On May 17, churches across the city will participate in a simultaneous revival with the hope that their congregations’ prayers will make a positive impact on Jacksonville. This revival is unlike anything that has happened in the city in recent years and something spirtual and city leaders alike believe can make a difference.

Mayor Gary Fletcher said there is a stack of paper in his office that documents the 911 calls from across Jacksonville. He goes through and color codes the calls so he can see what issues need to be addressed, and he said most of the problems in Jacksonville stem from domestic issues.

“To truly know my city is to know what’s going on. I want to know the places where we have repetitive problems,” he said. “Our problems are more domestic-type stuff — domestic violence, runaways. They’re family-oriented issues. Our answer is not to hire more police.”

The answer Fletcher and several pastors in the city have found lies in the spiritual health of the city, he said.

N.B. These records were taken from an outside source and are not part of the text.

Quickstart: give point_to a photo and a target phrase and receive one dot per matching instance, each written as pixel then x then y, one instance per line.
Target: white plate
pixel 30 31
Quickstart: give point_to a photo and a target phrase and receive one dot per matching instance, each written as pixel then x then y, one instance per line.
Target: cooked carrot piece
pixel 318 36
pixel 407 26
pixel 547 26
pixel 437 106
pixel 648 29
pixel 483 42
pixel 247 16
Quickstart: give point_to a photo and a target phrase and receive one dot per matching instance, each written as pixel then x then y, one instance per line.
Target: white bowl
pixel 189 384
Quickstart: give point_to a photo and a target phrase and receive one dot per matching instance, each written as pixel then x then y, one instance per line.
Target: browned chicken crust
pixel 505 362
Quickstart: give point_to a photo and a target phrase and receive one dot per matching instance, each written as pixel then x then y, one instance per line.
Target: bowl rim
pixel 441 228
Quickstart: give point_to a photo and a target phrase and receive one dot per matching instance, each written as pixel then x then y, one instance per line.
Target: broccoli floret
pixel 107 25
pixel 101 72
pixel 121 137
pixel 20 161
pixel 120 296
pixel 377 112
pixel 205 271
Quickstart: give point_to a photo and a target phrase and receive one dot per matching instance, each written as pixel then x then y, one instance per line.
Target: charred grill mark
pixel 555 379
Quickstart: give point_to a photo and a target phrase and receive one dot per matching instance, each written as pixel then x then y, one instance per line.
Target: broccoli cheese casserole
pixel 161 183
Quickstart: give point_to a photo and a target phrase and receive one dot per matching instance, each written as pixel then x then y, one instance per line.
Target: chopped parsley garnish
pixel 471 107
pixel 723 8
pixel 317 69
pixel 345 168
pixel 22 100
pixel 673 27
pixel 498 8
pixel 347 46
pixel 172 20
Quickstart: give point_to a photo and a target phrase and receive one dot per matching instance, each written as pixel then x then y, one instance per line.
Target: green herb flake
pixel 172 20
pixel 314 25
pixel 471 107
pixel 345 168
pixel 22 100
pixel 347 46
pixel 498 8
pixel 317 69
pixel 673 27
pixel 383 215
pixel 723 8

Several years ago, Fletcher was talking with the then superintendent of the Pulaski County Special School District about the prospects of Jacksonville getting its own school district when he was told that the community needed to be more engaged in schools if it was ever going to have its own school district.

“He said it might be years before we got our own school district, but those students needed the support of the community now,” Fletcher said. “At the same time, I had churches calling me asking how they could make an impact outside their four walls.”

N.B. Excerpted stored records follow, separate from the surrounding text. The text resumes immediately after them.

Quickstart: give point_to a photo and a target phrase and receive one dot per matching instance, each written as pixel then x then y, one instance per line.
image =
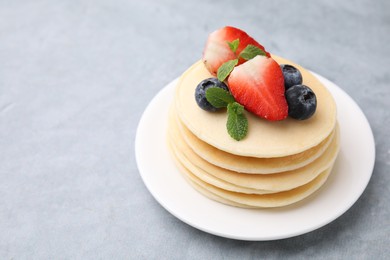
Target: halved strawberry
pixel 217 51
pixel 258 85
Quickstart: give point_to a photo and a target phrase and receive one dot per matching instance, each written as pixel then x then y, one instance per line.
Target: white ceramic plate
pixel 347 182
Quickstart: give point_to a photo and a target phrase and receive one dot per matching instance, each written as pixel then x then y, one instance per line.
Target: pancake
pixel 250 165
pixel 209 178
pixel 254 200
pixel 202 190
pixel 265 139
pixel 252 183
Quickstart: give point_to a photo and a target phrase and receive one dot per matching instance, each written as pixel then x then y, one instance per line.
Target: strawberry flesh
pixel 217 51
pixel 258 85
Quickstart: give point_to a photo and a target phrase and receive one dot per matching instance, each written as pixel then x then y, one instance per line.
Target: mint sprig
pixel 251 51
pixel 225 69
pixel 237 123
pixel 233 45
pixel 219 97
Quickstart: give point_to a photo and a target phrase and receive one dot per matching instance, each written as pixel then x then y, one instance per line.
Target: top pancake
pixel 265 139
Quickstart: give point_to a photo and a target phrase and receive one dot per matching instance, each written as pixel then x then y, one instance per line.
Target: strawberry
pixel 258 85
pixel 217 51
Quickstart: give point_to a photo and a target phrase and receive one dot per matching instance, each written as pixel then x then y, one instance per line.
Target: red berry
pixel 258 85
pixel 217 51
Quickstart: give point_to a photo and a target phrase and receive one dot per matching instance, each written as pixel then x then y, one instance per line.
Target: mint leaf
pixel 233 45
pixel 237 124
pixel 219 97
pixel 225 69
pixel 251 51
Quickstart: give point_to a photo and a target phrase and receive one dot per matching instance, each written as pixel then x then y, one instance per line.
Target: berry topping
pixel 200 93
pixel 302 102
pixel 292 76
pixel 258 85
pixel 222 46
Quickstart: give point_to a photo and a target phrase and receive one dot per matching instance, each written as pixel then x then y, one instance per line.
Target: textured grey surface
pixel 75 77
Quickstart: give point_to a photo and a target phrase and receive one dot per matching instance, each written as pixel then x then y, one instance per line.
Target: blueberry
pixel 200 93
pixel 292 76
pixel 302 102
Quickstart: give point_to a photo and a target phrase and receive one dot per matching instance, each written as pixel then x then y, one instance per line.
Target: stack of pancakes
pixel 276 164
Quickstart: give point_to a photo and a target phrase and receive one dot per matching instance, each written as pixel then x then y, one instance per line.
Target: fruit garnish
pixel 258 85
pixel 302 102
pixel 292 76
pixel 201 89
pixel 220 47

Fletcher did not take long to notice that he had one problem and one solution, so he reached out to Jacksonville’s church leaders to bring them together for the betterment of the city. Two and a half years ago, Fletcher started a weekly meeting with local pastors, and in those Thursday-morning meetings, the pastors have seen how their smaller denominational differences have divided the churches. Now they pray together regularly for the city.

“The people are looking for communities that are clean, quiet and safe,” he said. “The issues we have are social issues, and the social issues are spiritual issues.”

Meanwhile, another party was thinking about revival.

Dennis Wilkins has been serving as the interim pastor of Second Baptist Church in Jacksonville, but his thoughts about community-wide or nationwide revival started long before he began his service at the church.

“Revival and spiritual awakening have been a part of my prayer life for more than 20 years,” he said. “I have prayed and asked God to not take me out of this world until I have had a chance to see it.”

Twenty years ago when Wilkins first started thinking about this idea, he was not even in Jacksonville. At the time he was serving in South Carolina, but through the years he has returned to his native Arkansas, and that idea has remained. When he started his interim position in Jacksonville, he talked with pastors and the mayor about an idea for an organized revival, and the idea continued to grow.

“I started talking to churches in and around Jacksonville, and then it started to snowball,” he said.

When Wilkins and Fletcher realized their goals were one and the same, a more defined idea for the city’s spiritual community started to form. Toward the end of 2014, Wilkins helped organize two meetings to see how the simultaneous revival could work. The first meeting had 20 people in attendance. That number grew by the time the second meeting was held, and several speakers were brought in to discuss the need and the purpose of revival and spiritual awakening.

“You have all of this crime, and then you start reading about how revival is working in communities. It often means that crime has stopped or has at least slowed down when there is concentrated revival,” he said.

Pastors have already committed to the project, and Wilkins said many have already started praying for the May simultaneous revival. Each church will have its own service on May 17, but the idea is that all will pray toward the same goal of having God be present in the city.

Currently, the churches committed to holding revival services on May 17 are Bayou Meto Baptist Church, Bethel Baptist Church, Christ Centered Fellowship, Gravel Ridge Baptist Church, Second Baptist Church of Jacksonville, Maddox Road Baptist Church, Military Road Baptist Church, Mount Pisgah Baptist Church, Victory Baptist Church, Zion Hill Baptist Church, First United Methodist Church, First Assembly of God, McArthur Church, Runyan Baptist Church, Fellowship Baptist Church, St. Mark Community Church, and Victory Praise and Worship Church.